We’ve just finished building a site that is aimed largely at users with disabilities, and as a result we did quite a bit of testing with the Jaws screen reader to see how the site appears to a blind user.
I got into quite a fight with Jaws, Javascript and bad magic. I was adding some Javascript to modify a Wysiwyg editor to make it a bit more screen-reader friendly. At first it seemed that the Javascript just wasn’t working, but further playing revealed that it was but that Jaws wasn’t seeing the modifications that Javascript had made to the page, which was odd, as Jaws was able to see the Wysiwyg editor which itself had been created by Javascript And sometimes the Javascript just made Jaws read out the text for one link when the keyboard focus was clearly on another.
It turns out that (apparently) Jaws scans the web page when it finishes loading and creates its own copy of the elements on the page, so that when the user tabs through the items on the page Jaws tabs through its own copy of the page and reads out the elements.

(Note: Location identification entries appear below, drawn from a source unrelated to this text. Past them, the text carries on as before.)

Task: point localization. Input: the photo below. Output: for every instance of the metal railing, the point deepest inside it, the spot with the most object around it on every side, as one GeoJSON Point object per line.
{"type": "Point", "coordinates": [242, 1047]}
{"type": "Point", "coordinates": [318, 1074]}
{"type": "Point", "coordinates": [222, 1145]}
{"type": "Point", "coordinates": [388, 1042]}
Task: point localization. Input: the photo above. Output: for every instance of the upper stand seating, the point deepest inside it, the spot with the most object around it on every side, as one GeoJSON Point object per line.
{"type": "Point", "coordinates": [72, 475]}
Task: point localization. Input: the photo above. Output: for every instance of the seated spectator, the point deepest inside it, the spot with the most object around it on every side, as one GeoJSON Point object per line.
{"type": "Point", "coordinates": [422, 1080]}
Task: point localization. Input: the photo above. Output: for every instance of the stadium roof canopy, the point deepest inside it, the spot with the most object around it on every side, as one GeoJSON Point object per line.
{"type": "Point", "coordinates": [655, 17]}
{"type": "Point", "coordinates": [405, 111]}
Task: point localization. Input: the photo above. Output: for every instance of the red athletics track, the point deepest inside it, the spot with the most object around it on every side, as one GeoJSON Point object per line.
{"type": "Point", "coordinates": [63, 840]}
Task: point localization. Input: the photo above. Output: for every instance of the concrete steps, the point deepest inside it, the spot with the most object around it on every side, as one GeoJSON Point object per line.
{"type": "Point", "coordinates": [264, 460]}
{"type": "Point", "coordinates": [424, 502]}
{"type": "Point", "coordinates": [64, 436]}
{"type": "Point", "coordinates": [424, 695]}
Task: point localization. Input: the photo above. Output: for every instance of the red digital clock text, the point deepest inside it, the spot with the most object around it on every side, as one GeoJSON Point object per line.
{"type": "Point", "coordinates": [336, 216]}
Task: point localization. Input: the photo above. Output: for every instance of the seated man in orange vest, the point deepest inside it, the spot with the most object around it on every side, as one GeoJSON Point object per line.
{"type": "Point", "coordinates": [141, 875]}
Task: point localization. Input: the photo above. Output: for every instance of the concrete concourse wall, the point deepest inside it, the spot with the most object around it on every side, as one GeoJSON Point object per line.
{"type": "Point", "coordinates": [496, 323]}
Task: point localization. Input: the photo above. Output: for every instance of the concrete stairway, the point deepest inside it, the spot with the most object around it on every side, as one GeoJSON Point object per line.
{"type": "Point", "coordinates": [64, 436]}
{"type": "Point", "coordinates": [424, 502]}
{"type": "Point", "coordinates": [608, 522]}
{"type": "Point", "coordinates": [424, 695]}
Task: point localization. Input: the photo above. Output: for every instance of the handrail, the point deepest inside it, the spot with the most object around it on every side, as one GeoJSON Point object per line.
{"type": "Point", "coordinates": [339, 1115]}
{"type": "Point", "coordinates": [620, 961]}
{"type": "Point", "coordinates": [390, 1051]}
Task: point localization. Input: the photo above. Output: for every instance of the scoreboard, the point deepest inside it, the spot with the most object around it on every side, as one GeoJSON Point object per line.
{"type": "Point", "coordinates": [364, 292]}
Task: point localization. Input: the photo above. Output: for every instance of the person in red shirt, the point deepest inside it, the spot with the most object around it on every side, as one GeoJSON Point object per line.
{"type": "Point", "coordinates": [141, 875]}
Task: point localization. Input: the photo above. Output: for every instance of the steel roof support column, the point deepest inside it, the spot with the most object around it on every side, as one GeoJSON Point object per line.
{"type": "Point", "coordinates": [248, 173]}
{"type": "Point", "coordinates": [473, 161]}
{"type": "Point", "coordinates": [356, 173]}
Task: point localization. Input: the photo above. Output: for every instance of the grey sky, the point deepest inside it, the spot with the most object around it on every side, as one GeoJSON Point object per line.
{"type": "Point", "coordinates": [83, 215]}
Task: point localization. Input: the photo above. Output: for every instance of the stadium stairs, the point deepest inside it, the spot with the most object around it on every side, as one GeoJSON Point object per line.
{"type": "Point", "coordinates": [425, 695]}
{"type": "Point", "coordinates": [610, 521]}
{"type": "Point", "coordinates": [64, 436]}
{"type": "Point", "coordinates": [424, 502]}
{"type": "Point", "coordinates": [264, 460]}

Tbe problem is that a lot of Javascript gets run at page load time, (either because the <script> tags have been put at the end of the body, or because there’s some kind of jQuery type $(document).ready() thing in use). And it’s at page load time that Jaws makes its secret copy of your page. So if your Javascript is fast enough then it will run before Jaws reads the page, but if it’s too slow then Jaws wont know about the changes to the page, and so when your user tabs through the items on the page Jaws will read out the item that it thinks is there, even if it’s not.